Around 1,000 BP, the ancient peoples were replaced by the semi-sedentary Tupi-Guarani, whom the Portuguese later found spread out along the coast when they arrived in Brazil at the beginning of the 16th century. In the Rio Claro region, they inhabited areas near the current population centers (towns and cities), coinciding with them in some cases. The Tupi-Guarani of Rio Claro are possibly ethnologically associated with the Guaranis-Kaiowá. It is even possible that they disputed territories in the Rio Claro region with people from other cultures, such as people ethnologically associated with the Jê Meredionais, possibly the Kaingangs.

== Demographics ==

- Budget: R$178,542,000.00 (2005)
- Infant mortality rate: 11.76 deaths/1,000 live births
- Literacy: 94.9% (2000)
- Life expectancy at birth: 71.34 years

== Media ==
In telecommunications, the city was served by Companhia Telefônica Brasileira until 1973, when it began to be served by Telecomunicações de São Paulo. In July 1998, this company was acquired by Telefónica, which adopted the Vivo brand in 2012.

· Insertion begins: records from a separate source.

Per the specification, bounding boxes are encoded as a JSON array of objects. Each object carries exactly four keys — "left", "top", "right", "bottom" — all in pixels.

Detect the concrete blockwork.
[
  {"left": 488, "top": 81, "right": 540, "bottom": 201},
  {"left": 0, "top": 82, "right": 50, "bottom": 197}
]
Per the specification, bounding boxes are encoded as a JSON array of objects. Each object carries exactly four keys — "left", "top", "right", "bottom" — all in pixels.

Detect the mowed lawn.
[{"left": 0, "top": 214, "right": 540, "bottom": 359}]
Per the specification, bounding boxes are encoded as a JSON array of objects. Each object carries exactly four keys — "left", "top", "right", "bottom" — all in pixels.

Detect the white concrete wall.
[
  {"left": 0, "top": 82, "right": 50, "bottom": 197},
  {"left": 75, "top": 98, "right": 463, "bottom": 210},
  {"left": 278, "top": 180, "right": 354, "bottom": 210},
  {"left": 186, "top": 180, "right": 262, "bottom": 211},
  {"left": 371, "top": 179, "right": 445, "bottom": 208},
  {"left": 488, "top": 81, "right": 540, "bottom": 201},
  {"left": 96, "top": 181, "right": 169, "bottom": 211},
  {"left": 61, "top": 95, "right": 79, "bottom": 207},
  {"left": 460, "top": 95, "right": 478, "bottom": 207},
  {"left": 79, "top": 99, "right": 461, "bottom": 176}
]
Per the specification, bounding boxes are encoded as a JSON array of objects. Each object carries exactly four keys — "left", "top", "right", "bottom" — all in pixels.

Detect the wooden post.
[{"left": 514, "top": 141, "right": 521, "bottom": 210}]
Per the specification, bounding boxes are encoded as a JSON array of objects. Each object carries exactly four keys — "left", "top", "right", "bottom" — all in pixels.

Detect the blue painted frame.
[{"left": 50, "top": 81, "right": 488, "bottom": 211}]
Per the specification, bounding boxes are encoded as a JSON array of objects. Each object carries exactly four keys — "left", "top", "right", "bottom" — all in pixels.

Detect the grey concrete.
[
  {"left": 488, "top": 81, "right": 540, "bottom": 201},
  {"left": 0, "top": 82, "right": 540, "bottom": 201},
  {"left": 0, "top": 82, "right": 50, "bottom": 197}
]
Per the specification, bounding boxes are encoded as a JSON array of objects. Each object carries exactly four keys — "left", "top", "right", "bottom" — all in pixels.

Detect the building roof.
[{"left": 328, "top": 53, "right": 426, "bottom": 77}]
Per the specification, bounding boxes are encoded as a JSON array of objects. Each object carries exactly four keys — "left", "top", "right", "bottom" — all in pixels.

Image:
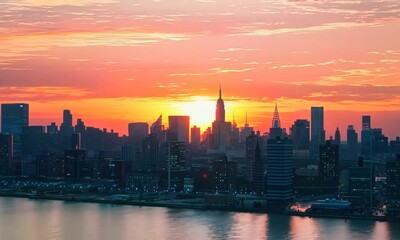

The company is currently an operator of cell phones, fixed lines, internet (fiber optics/4G) and television (satellite and cable).

== Sports ==

The city's two football (soccer) clubs are Rio Claro Futebol Clube, founded in 1909, and Associação Esportiva Velo Clube Rioclarense, founded in 1910.

== Religion ==

Christianity is present in the city as follows:

=== Catholic Church ===
The Catholic church in the municipality is part of the Roman Catholic Diocese of Piracicaba.

=== Protestant Church ===
The most diverse evangelical beliefs are present in the city, mainly Pentecostal, including the Assemblies of God in Brazil (the largest evangelical church in the country), Christian Congregation in Brazil, among others. These denominations are growing more and more throughout Brazil.